= Michael A. Knibb =

English biblical scholar (1938–2023)

Michael Anthony Knibb (14 December 1938 – 6 December 2023) was an English biblical scholar and academic. He was Samuel Davidson Professor of Old Testament Studies at King's College London from 1997 to 2001.

Born 14 December 1938, he completed BD and PhD degrees at King's College. He was appointed lecturer in Old Testament studies there in 1964 and was promoted to a readership in 1982 and a professorship in 1986, which he held until being appointed to the Davidson chair in 1997. In 1989, he was elected a Fellow of the British Academy, the United Kingdom's national academy, and served on its council from 1992 to 1995. He was also elected a Fellow of King's College in 1991.

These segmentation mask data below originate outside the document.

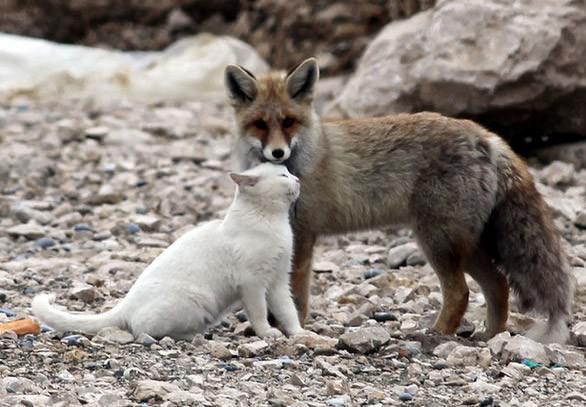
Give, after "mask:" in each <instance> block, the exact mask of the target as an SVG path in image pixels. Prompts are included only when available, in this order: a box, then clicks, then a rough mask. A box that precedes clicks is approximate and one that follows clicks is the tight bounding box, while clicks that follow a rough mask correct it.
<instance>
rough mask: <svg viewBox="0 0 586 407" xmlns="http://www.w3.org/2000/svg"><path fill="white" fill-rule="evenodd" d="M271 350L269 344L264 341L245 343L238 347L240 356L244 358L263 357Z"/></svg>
mask: <svg viewBox="0 0 586 407" xmlns="http://www.w3.org/2000/svg"><path fill="white" fill-rule="evenodd" d="M268 350H269V344H268V343H266V342H265V341H263V340H260V341H255V342H250V343H243V344H242V345H240V346H238V355H240V356H241V357H243V358H253V357H255V356H259V355H262V354H263V353H265V352H266V351H268Z"/></svg>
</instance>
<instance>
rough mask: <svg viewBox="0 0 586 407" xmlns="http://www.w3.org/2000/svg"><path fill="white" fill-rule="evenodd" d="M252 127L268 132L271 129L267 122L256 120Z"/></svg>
mask: <svg viewBox="0 0 586 407" xmlns="http://www.w3.org/2000/svg"><path fill="white" fill-rule="evenodd" d="M252 125H253V126H254V127H256V128H257V129H259V130H266V129H268V128H269V126H268V125H267V122H265V121H264V120H255V121H254V122H252Z"/></svg>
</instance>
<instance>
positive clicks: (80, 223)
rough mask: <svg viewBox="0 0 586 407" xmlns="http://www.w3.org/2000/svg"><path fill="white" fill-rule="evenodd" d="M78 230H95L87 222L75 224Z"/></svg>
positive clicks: (82, 231)
mask: <svg viewBox="0 0 586 407" xmlns="http://www.w3.org/2000/svg"><path fill="white" fill-rule="evenodd" d="M73 230H74V231H76V232H93V231H94V230H93V229H92V228H91V227H90V226H89V225H88V224H87V223H78V224H76V225H74V226H73Z"/></svg>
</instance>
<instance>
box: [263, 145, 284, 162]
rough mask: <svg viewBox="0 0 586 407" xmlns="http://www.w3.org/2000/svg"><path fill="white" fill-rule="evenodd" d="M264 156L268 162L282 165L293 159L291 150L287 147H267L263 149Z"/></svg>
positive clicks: (280, 146)
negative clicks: (283, 161)
mask: <svg viewBox="0 0 586 407" xmlns="http://www.w3.org/2000/svg"><path fill="white" fill-rule="evenodd" d="M262 155H263V157H264V158H265V159H266V160H268V161H272V162H278V163H281V162H283V161H286V160H287V159H288V158H289V157H291V148H290V147H289V146H287V145H283V146H278V147H272V146H270V145H267V146H265V147H264V148H263V149H262Z"/></svg>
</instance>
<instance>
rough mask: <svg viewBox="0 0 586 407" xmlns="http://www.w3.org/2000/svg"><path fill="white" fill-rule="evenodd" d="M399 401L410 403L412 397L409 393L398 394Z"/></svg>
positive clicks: (412, 397)
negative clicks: (399, 400)
mask: <svg viewBox="0 0 586 407" xmlns="http://www.w3.org/2000/svg"><path fill="white" fill-rule="evenodd" d="M399 400H401V401H411V400H413V395H412V394H411V393H407V392H403V393H401V394H399Z"/></svg>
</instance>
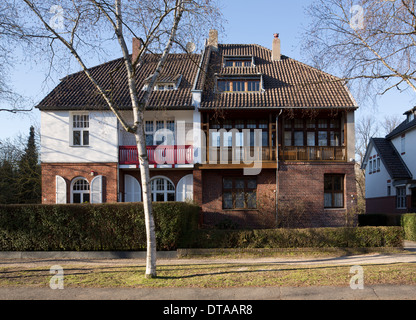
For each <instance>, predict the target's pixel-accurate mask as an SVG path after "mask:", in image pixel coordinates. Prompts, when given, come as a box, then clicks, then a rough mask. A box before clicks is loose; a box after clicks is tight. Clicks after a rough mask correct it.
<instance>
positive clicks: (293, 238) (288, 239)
mask: <svg viewBox="0 0 416 320" xmlns="http://www.w3.org/2000/svg"><path fill="white" fill-rule="evenodd" d="M187 240H188V242H187V243H186V244H185V243H184V244H182V248H184V249H186V248H201V249H218V248H224V249H227V248H334V247H338V248H376V247H402V246H403V242H402V241H403V229H402V228H401V227H360V228H322V229H275V230H252V231H234V230H231V231H225V230H198V231H195V232H194V233H193V235H192V237H190V238H188V239H187Z"/></svg>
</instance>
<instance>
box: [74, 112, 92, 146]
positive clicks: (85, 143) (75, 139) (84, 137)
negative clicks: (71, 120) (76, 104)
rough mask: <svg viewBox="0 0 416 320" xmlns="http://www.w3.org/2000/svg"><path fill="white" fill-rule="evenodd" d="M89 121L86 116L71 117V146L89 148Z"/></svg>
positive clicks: (78, 114) (89, 123) (88, 116)
mask: <svg viewBox="0 0 416 320" xmlns="http://www.w3.org/2000/svg"><path fill="white" fill-rule="evenodd" d="M89 127H90V119H89V115H88V114H74V115H72V145H73V146H89V144H90V136H89Z"/></svg>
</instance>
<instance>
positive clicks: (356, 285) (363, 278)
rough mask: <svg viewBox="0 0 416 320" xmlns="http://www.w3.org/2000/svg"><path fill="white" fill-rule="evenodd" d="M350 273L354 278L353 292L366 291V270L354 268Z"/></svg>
mask: <svg viewBox="0 0 416 320" xmlns="http://www.w3.org/2000/svg"><path fill="white" fill-rule="evenodd" d="M350 273H351V274H354V276H353V277H352V278H351V280H350V288H351V289H353V290H357V289H358V290H364V269H363V267H361V266H352V267H351V269H350Z"/></svg>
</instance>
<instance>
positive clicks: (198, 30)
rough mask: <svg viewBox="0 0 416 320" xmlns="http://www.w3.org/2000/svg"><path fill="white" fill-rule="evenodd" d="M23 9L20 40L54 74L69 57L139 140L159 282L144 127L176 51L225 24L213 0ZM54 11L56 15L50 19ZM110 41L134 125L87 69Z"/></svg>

Knibb died on 6 December 2023, at the age of 84.

== Publications ==
- The Ethiopic Book of Enoch: A New Edition in the Light of the Aramaic Dead Sea Fragments, 2 vols. (Clarendon Press, 1978).
- Translating the Bible: The Ethiopic Version of the Old Testament (Oxford University Press, 1999) – Knibb's Schweich Lectures on Biblical Archaeology for the British Academy given in 1995.
- (Editor) The Septuagint and Messianism (Leuven University Press, 2006).
- Essays on the Book of Enoch and other early Jewish Texts and Traditions (Brill, 2009).
- The Ethiopic Text of the Book of Ezekiel: A Critical Edition (Oxford University Press, 2015).